The Stranger is right to publish this op-Ed because so many of us trust this source and need at least a modicum of objectivity.

Lorena is the wrong leader for revitalization of Seattle and needs to be pushed from her current perch and denied the Mayoral role she’s seeking because we deserve better than her narrow-minded, short sighted approach to governing.

18

Also: As a downtown living person who has been through hell, I appreciate the DSA position of advocacy for this neighborhood. Jon Scholes must understand that we here living in downtown are Stranger readers.

I appreciate Jon addressing Lorena’s narrow-minded perspective and standing up for our neighborhood and city core.

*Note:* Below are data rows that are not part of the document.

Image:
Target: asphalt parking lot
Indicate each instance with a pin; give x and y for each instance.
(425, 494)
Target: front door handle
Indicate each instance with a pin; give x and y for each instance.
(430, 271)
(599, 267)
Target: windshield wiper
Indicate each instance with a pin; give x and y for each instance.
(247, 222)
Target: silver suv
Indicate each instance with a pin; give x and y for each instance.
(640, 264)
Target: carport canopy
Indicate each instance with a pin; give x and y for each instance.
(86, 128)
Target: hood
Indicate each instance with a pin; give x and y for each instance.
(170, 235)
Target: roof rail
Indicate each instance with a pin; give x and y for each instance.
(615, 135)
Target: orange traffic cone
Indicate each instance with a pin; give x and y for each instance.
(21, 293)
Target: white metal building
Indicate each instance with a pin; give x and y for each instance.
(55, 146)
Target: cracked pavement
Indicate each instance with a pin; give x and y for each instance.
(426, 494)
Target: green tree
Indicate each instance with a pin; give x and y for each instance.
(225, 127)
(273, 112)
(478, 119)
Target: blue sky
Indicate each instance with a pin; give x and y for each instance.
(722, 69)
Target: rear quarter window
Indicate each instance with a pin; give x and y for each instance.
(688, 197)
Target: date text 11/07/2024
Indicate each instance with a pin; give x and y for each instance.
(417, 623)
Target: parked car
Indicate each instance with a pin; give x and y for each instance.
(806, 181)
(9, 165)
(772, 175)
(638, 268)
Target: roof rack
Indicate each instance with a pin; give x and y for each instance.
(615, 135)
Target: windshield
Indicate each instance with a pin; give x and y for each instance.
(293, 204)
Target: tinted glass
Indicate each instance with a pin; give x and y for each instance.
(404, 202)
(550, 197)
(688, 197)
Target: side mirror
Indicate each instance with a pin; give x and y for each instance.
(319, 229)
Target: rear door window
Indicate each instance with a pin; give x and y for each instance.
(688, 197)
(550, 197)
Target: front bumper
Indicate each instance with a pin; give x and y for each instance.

Kudos to The Stranger for sharing both sides of this story.

21

If you don't check off all the boxes for Mrs. Gonzales she could give a crap about you. It's just a fact of her extreme devotion to identity politics. Also I'm so tired of having people come visit me and then return home to tell all their friends that Seattle is a shit show and stay the f*** away.

22

The Stranger Actually Allowing a Rebuttal....from the democratic center. A miracle!

Hope is kindled. Will Seattle see a shift to common sense and the center point of politics?

As Churchill had two great quotes which might be applicable:

"Now this is not the end. It is not even the beginning of the end. But it is, perhaps, the end of the beginning."

"Americans will always do the right thing, only after they have tried everything else."

I think Seattle has come to this point.... its time to do the "right thing" again...the left has failed.

23

When I moved here three decades ago, I was impressed at how festive and inviting the Seattle downtown core was, compared to other large cites in the US. While the pandemic accelerated the process, the drastic increase in retail and property crime is eliminating all the things that made downtown an attractive place to visit and live. I want a candidate with a plan that supports business owners, a reduction in street crimes, AND supports more shelters for the homeless. Any candidate that chooses one over the other needs to look for the nearest exit.